Lola Montez painting by Joseph Karl Stieler, 1847 |
An evening of gathering in the bar from 7.30 pm, attending the stage performance by Caroline Lee as Lola and Holly Durant as a Parisienne Dance Siren, followed by the post-show Lola Lounge from 9.30 pm.
Director – Moira Finucane; Composer – Darrin Verhagen & Ben Keene; Choreography – Moira Finucane & Holly Durant; Designed by Finucane & Smith with Keon Couture, Melbourne
Reviewed by Frank McKone
There are some very weird thoughts arising from Jackie Smith’s version of the true life of Lola Montez. Did, for example, the Irishman George Bernard Shaw (I’ve just seen My Fair Lady) consciously or unconsciously name his Pygmalion heroine Eliza after Eliza Gilbert of County Sligo, the daughter of a very ordinary army officer, born in 1821, who became the extraordinary “Lola Montez”? There’s real evidence parallel to Eliza Doolittle’s achievement in being recognised as a Hungarian princess in Eliza Gilbert’s love affair with King Ludwig of Bavaria, causing him to abdicate during the revolution of 1848.

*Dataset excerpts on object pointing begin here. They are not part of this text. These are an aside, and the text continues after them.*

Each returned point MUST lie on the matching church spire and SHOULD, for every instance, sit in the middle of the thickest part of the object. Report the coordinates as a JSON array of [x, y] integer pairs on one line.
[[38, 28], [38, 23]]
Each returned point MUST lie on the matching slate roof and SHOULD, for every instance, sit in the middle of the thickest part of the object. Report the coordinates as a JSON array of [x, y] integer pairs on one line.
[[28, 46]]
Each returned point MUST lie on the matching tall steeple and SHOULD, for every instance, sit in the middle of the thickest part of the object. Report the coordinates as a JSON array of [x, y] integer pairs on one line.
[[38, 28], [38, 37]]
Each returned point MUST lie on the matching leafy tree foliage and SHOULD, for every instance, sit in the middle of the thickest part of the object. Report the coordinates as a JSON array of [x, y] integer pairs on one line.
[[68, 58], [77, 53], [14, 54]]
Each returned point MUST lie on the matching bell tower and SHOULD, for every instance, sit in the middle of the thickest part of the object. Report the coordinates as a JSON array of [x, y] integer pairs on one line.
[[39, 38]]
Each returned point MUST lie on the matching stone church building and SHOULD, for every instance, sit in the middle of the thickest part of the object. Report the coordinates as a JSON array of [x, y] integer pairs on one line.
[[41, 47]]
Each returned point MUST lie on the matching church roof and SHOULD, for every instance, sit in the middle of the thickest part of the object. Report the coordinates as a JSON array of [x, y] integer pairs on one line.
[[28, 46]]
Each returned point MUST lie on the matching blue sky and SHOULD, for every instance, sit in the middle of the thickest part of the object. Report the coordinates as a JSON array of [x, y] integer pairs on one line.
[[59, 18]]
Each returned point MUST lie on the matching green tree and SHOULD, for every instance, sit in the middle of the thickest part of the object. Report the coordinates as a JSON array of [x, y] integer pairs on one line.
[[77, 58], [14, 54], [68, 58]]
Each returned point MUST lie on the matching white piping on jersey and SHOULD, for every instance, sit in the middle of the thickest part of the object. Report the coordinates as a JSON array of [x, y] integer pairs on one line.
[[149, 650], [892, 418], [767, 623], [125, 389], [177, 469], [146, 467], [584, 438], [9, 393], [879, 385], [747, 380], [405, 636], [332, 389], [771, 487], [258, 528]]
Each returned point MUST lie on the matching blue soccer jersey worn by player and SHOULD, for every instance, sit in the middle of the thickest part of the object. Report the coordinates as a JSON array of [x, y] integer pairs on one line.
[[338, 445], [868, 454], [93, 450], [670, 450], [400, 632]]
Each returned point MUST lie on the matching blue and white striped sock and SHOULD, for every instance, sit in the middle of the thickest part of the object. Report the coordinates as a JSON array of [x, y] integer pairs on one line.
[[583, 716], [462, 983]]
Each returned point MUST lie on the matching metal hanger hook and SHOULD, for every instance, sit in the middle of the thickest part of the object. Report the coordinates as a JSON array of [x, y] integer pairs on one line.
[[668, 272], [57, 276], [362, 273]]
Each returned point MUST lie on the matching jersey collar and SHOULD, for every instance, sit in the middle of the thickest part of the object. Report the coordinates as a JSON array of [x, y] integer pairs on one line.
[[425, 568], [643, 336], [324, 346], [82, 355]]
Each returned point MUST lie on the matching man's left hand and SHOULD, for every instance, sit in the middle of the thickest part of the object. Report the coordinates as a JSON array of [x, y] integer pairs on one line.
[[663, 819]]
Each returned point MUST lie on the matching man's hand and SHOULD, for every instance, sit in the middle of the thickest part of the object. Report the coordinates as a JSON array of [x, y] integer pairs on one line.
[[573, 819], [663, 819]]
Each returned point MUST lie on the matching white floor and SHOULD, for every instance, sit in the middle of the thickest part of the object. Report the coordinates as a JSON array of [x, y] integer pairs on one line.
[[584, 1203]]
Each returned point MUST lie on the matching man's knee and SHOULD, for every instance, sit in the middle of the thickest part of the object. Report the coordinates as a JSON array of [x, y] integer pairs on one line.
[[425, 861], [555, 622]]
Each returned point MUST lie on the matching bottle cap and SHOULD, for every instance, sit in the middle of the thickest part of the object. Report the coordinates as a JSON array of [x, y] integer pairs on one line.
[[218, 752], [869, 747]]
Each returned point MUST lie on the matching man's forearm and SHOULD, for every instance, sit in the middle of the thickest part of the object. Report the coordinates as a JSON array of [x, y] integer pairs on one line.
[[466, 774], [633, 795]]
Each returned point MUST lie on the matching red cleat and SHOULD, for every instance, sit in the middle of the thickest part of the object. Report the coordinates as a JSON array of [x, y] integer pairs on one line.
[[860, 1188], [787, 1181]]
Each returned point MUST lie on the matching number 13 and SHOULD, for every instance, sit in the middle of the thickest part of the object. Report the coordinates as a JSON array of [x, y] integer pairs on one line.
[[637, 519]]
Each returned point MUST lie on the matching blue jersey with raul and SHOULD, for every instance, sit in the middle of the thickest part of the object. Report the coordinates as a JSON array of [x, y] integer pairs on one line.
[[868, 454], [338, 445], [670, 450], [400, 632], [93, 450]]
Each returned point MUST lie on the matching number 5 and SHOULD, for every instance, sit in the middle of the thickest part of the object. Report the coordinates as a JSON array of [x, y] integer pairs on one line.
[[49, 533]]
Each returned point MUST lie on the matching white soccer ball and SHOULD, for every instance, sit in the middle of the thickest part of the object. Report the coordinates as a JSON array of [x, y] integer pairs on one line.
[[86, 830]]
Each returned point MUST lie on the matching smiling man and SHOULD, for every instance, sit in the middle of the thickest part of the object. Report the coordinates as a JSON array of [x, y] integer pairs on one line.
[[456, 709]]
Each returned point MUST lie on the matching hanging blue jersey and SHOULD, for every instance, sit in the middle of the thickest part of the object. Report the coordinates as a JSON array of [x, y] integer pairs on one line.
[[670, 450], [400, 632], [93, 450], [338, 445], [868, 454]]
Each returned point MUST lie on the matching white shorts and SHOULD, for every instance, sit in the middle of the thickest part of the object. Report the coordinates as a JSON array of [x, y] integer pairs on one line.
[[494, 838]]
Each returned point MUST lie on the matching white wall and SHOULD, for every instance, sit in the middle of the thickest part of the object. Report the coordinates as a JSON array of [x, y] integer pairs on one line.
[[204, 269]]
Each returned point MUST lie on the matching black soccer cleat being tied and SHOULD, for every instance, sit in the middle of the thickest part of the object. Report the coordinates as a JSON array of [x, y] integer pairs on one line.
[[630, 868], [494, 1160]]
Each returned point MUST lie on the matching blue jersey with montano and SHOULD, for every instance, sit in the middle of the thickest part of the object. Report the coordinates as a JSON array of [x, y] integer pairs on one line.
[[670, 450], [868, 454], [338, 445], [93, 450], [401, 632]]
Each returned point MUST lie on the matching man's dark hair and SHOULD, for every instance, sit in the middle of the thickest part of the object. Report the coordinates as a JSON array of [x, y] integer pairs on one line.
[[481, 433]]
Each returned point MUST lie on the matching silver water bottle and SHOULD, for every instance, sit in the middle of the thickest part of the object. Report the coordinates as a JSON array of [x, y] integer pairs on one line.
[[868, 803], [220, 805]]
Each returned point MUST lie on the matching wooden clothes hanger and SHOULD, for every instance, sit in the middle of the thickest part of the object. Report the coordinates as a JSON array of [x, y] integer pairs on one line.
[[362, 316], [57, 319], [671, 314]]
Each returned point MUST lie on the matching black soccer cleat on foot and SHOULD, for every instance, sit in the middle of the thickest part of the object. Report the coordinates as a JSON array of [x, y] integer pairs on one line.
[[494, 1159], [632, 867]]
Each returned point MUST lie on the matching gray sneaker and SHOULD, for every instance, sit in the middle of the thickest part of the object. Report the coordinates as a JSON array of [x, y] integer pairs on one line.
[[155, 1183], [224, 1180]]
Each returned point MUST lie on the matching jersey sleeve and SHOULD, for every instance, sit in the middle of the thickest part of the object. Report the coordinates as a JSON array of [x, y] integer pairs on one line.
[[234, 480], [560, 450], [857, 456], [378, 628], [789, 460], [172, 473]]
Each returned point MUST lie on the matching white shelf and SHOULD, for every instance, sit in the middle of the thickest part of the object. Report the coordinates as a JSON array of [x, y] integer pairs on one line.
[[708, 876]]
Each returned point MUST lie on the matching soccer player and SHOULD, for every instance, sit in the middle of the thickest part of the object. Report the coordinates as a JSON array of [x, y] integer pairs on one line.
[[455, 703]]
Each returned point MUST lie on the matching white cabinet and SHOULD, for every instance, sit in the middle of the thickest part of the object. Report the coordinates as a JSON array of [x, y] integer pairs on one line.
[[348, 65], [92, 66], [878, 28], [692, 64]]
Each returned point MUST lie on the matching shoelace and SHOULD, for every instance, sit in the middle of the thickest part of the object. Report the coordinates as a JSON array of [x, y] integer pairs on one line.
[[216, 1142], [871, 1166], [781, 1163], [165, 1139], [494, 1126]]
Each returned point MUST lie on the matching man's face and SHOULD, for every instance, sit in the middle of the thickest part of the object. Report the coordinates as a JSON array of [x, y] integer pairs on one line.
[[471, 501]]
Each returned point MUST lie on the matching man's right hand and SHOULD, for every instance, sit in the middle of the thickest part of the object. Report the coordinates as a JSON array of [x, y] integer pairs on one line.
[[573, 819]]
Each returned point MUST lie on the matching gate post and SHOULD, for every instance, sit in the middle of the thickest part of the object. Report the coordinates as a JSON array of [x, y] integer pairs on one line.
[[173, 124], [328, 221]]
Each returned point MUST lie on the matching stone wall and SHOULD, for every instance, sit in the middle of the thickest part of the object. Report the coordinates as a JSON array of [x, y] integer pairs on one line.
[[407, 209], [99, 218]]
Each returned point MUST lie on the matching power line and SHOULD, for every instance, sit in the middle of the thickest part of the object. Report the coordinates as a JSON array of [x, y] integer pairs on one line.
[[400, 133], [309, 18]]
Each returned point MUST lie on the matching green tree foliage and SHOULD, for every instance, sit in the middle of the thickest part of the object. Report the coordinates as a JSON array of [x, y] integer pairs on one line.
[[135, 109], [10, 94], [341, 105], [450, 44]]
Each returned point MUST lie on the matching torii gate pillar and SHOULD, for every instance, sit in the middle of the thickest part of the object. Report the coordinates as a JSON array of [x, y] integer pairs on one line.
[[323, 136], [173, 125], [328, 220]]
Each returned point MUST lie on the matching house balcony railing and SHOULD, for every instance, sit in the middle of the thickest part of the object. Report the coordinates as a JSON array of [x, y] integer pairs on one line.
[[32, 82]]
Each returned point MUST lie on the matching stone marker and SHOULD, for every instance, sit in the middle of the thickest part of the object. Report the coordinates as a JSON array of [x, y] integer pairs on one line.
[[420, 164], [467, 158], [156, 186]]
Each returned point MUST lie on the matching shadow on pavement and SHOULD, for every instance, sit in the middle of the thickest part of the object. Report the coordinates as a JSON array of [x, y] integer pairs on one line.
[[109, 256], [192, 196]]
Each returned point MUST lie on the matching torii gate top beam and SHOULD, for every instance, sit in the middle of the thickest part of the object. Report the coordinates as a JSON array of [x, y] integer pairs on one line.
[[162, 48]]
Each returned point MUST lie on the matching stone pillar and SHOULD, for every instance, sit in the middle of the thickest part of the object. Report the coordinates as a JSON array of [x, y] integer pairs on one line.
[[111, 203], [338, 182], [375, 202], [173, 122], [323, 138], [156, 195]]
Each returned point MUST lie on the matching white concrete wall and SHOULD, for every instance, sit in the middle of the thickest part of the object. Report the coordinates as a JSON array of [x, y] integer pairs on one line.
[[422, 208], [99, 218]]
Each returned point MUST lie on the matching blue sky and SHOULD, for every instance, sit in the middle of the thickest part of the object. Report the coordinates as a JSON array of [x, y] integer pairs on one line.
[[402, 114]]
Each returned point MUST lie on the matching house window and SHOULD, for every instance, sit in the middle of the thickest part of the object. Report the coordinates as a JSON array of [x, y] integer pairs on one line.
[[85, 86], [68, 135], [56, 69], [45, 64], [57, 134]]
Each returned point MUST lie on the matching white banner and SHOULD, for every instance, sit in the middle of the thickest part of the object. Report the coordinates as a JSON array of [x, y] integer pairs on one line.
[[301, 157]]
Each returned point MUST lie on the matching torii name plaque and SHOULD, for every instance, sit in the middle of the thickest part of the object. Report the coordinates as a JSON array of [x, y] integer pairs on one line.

How did Moira Finucane (whose name is the “reduced Anglicized form of Gaelic Ó Fionnmhacáin 'descendant of Fionnmhacán', from fionn 'fair' + the diminutive of mac 'son'”) come up with such extraordinary choreography? Perhaps she and Holly Durant binge-watched YouTubes of Isadora Duncan (especially as danced by Vanessa Redgrave in the 1969 movie), picked up on the idea of Lola Montez’s Spider Dance (aka Tarantula, or Tarantella), and invented a manic fantasy version.
Manic seems to be the right word for Eliza Rosanna who told stories about her mother’s supposed Spanish origin when it is more likely that she was the illegitimate daughter of a wealthy Irish Member of Parliament; who gave herself Spanish Christian names Maria Dolores as well as the stage name Lola Montez; who claimed to have been the mistress of Franz Liszt, Alexandre Dumas, and Alexandre Dujarier, part-owner of La Presse; who really was given the title Countess Marie von Landsfeld by King Ludwig I; and who died as Mrs Eliza Gilbert (her father’s surname) when her first marriage was to Lieutenant Thomas James.
During her short lifetime she was variously described as determined as a child; kindly and friendly in her later years; but demanding and manipulative throughout. Jackie Smith has very effectively used the device of our seeing her tell her stories and perform for us as if she is present today, revealing all those characteristics as she smiled and made us laugh while we could never quite be sure she was actually telling the truth. Though she quoted the claims that she had died at various times, saying they were all ‘wrong’, she never mentioned her actual burial on 17 January 1861 in Greenwood cemetery, Brooklyn, reported a few days later in the New York Times.
The point was that Lola has never died because she represents the ‘new woman’ who made her own way in life against all the patriarchal conventions, and is therefore a model for women today who still face male domination every day. Lola gave a tongue-lashing to men like me several times in the play. Having reviewed Finucane & Smith's The Burlesque Hour (2009) and Glory Box (2012), I can see why they have given Lola Montez her rightful place in history.
I hope, though, that Moira, Jackie and Holly will take my criticism as praise, rather than literally whip-lash me as Lola was said to have done to the editor of the Ballarat Times in 1855.